Les prestations contractées, palette d’outils supplémentaires pour le logisticien

Comme nous l’avons vu précédemment, l’externalisation de services ou de prestations est aujourd’hui incontournable pour permettre l’engagement de nos armées. Nos forces armées s’inspirent largement des innovations et services des entreprises civiles à la pointe de la technologie.Ces évolutions au sein de nos armées permettent d’augmenter très sensiblement l’efficacité opérationnelle.

Dans le transport, le suivi des ressources mais aussi la robotisation des opérations logistiques permettent de garantir une traçabilité tout en intégrant des contraintes de délais importantes. Les performances constatées sont aujourd’hui bien supérieure à nos chaînes internes. Ces bonnes performances expliquent pourquoi l’armée à de plus en plus recours à l’externalisation pour la fourniture de pièces et la maintenance sur les nouveaux véhicules . Ils nous garantissent ainsi une efficacité et une disponibilité des matériels très au-delà de nos capacités propres en régie.

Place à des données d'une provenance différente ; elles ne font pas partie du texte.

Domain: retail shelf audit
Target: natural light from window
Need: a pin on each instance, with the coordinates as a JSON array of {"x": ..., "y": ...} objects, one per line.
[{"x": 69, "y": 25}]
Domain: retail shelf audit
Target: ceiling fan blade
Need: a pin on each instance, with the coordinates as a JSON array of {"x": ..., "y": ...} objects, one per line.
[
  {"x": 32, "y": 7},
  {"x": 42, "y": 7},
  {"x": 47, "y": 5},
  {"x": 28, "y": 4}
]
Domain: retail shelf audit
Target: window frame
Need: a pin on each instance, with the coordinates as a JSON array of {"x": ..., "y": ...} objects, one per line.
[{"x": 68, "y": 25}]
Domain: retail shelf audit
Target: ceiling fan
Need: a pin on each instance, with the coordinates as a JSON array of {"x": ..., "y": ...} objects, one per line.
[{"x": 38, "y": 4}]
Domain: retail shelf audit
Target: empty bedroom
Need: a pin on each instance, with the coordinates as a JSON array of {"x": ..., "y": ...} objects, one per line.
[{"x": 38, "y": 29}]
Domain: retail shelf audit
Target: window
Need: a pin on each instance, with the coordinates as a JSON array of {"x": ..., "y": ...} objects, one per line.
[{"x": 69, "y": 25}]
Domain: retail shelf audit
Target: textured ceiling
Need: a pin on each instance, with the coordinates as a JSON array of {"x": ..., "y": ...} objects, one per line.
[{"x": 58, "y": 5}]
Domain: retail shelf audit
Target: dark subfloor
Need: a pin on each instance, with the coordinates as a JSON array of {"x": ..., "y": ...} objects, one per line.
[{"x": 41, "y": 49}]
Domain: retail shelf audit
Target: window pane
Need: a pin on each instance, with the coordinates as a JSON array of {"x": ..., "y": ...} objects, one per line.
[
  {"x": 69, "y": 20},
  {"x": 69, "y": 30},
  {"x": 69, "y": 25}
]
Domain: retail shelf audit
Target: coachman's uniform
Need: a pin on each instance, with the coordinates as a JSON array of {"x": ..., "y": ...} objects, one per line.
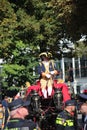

Cela est vrai sur le territoire métropolitain mais peut aussi l’être en opérations. 

Tout l’enjeu pour le logisticien militaire est alors de pouvoir intégrer et prendre en compte les processus de l’entreprise permettant de garantir cette efficacité opérationnelle. En effet la supply-chain part du producteur jusqu’au client final et nécessite non seulement une communication et des échanges fluides entre chaque prestataire, mais aussi un partage des process. La fluidité et l’instantanéité des données imposent au logisticien militaire de s’intégrer pleinement dans la supply-chain civile en prenant en compte les contraintes et les impératifs de cette dernière. C’est une petite révolution dans le domaine militaire notamment avec la notion de « reverse supply-chain » très importante pour garantir des retours en temps et en heure et ainsi permettre aux industriels de respecter les contraintes de fournitures de pièces.

L’externalisation démultiplicateur d’effet!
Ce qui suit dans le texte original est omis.